La dématérialisation dans le viseur : 23 préfectures devant les tribunaux administratifs

  • Les moyens des services étrangers des préfectures, pointés par la Commission des finances et par les juridictions

Les moyens dont disposent les services étrangers des préfectures ont récemment été pointés par plusieurs acteurs institutionnels. Les tribunaux administratifs de Montreuil et de Lyon, saisis par nos organisations le 30 mars dernier pour que cesse durablement l’obligation d’utiliser Internet pour accéder au guichet préfectoral, se sont d’abord prononcés sur la nécessité de suspendre urgemment et à titre provisoire cette obligation, compte tenu des multiples atteintes aux droits en résultant et dans l’attente des décisions de justice définitives. Si les magistrats n’ont pas fait droit à nos demandes provisoires, renvoyant leurs décisions à l’examen au fond de nos requêtes, ils ont qualifié de “regrettable” “l’insuffisance des capacités d’accueil des ressortissants étrangers par rapport à la demande. Une insuffisance précisément documentée par le rapport des député-e-s Stella Dupont et Jean-Noël Barrot au nom de la commission des finances de l’Assemblée nationale : les effectifs des services étrangers ont certes cru de +11,2% depuis 2016, mais ce renforcement a principalement bénéficié à d’autres activités (notamment l’éloignement) alors que l’activité liée aux titres de séjour progressaient, sur la même période, de +20,4%. Ainsi, proportionnellement, les moyens dédiés au droit au séjour ont décru dans les préfectures au cours des cinq dernières années. Et la manière dont sont utilisés les moyens disponibles est en cause : non seulement les missions liées à l’éloignement sont privilégiées, mais les missions liées au séjour consistent en grande partie à répondre à la suspicion démesurée de fraude visant les personnes étrangères en multipliant abusivement les contrôles sur des dossiers rendus toujours plus lourds et complexes.

  • Une multiplication de recours individuels : les tribunaux administratifs en passe de devenir les pré-guichets des préfectures ?

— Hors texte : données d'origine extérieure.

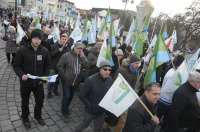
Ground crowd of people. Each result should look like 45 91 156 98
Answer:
1 13 200 132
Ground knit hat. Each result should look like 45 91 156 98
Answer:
74 42 83 48
99 60 111 69
129 54 140 63
173 55 185 67
31 29 43 40
115 49 124 55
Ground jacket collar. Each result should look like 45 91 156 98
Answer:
186 81 199 93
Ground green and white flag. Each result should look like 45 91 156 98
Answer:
96 39 107 67
99 73 139 117
16 22 26 43
161 61 189 93
48 23 60 43
70 27 83 43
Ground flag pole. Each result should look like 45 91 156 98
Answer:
150 16 158 41
138 98 153 117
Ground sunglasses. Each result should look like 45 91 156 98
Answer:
103 68 111 71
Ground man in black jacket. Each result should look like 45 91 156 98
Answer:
166 71 200 132
13 29 50 129
123 83 160 132
47 34 70 98
75 60 113 132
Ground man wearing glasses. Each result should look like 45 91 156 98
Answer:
75 60 113 132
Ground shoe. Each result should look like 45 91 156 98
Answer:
21 117 31 129
47 93 53 99
53 91 60 96
35 117 45 126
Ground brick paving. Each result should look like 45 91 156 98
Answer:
0 48 93 132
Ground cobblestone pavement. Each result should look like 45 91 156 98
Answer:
0 49 96 132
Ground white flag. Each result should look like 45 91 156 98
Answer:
99 73 139 117
96 39 107 67
70 26 83 43
149 34 157 48
16 22 26 43
161 61 189 93
192 58 200 71
48 23 60 43
187 48 200 70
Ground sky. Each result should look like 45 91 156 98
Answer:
69 0 193 17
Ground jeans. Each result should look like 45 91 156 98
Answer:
74 111 105 132
62 82 74 114
20 84 44 118
47 69 60 94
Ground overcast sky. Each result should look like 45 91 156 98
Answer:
69 0 193 16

La forte généralisation de l’obligation d’obtenir un rendez-vous par Internet avant de se rendre en préfecture a entraîné une véritable inflation de requêtes, adressées aux tribunaux administratifs par les personnes étrangères bloquées dans leurs démarches. Le rapport parlementaire le documente précisément pour 6 tribunaux métropolitains : le nombre de requêtes adressées en 2020 (1 188) a plus que doublé par rapport à 2019 (478), et le total de 2020 est presque déjà atteint au 26 avril 2021 (1 144). Et, notent les rapporteurs, “la progression du nombre de requêtes coïncide avec leur taux de succès” (de 30% au premier trimestre 2020 à 72% sur les quatre premiers mois de 2021). Dans certains départements, le juge administratif est devenu le pré-guichet des préfectures, à tel point que la présidente du tribunal administratif de Versailles le qualifie de “Doctolib des préfectures”. Les multiples injonctions faites par les juges aux préfets de délivrer des rendez-vous n’a pourtant pas pour effet de faciliter l’accès global aux services étrangers : comme l’avoue la préfecture de Seine-Maritime, “des plages de rendez-vous sont désormais réservées à l’avance sur le planning en vue de recevoir les étrangers concernés par les prochaines injonctions attendues du tribunal administratif”. C’est parce que ces contentieux individuels ne suffisent manifestement pas que nos organisations assignent les préfectures en justice.

  • Une dématérialisation des procédures qui ne respecte pas les décisions de justice

Le Conseil d’Etat l’avait clairement indiqué le 27 novembre 2019 : les particuliers ne peuvent être contraint-e-s de saisir l’administration par voie dématérialisée. Une alternative (guichet, courrier…) doit toujours être proposée. Pourtant, les préfectures et le ministère de l’Intérieur multiplient les téléservices sans prévoir d’alternative, qu’il s’agisse d’utiliser le numérique pour obtenir un rendez-vous physique ou, de plus en plus souvent, pour déposer tout son dossier sur un portail web. Au mieux, des bornes numériques sont prévues dans certaines préfectures. Nos organisations ont de nouveau saisi le Conseil d’Etat : une aide à l’accès au numérique n’est pas une alternative et les moyens dédiés à cette aide sont très insuffisants. Les personnes en difficulté avec le numérique sont lourdement entravées dans leurs démarches. De même, en Seine-Maritime, nos organisations se voient contraintes de saisir de nouveau le tribunal administratif de Rouen : malgré la décision du 18 février 2021 pointant l’illégalité du téléservice de la préfecture et l’interpellation des organisations locales, la préfecture n’a pas tiré les conséquences et amélioré les conditions d’accès aux guichets pour les personnes étrangères résidant en Seine-Maritime.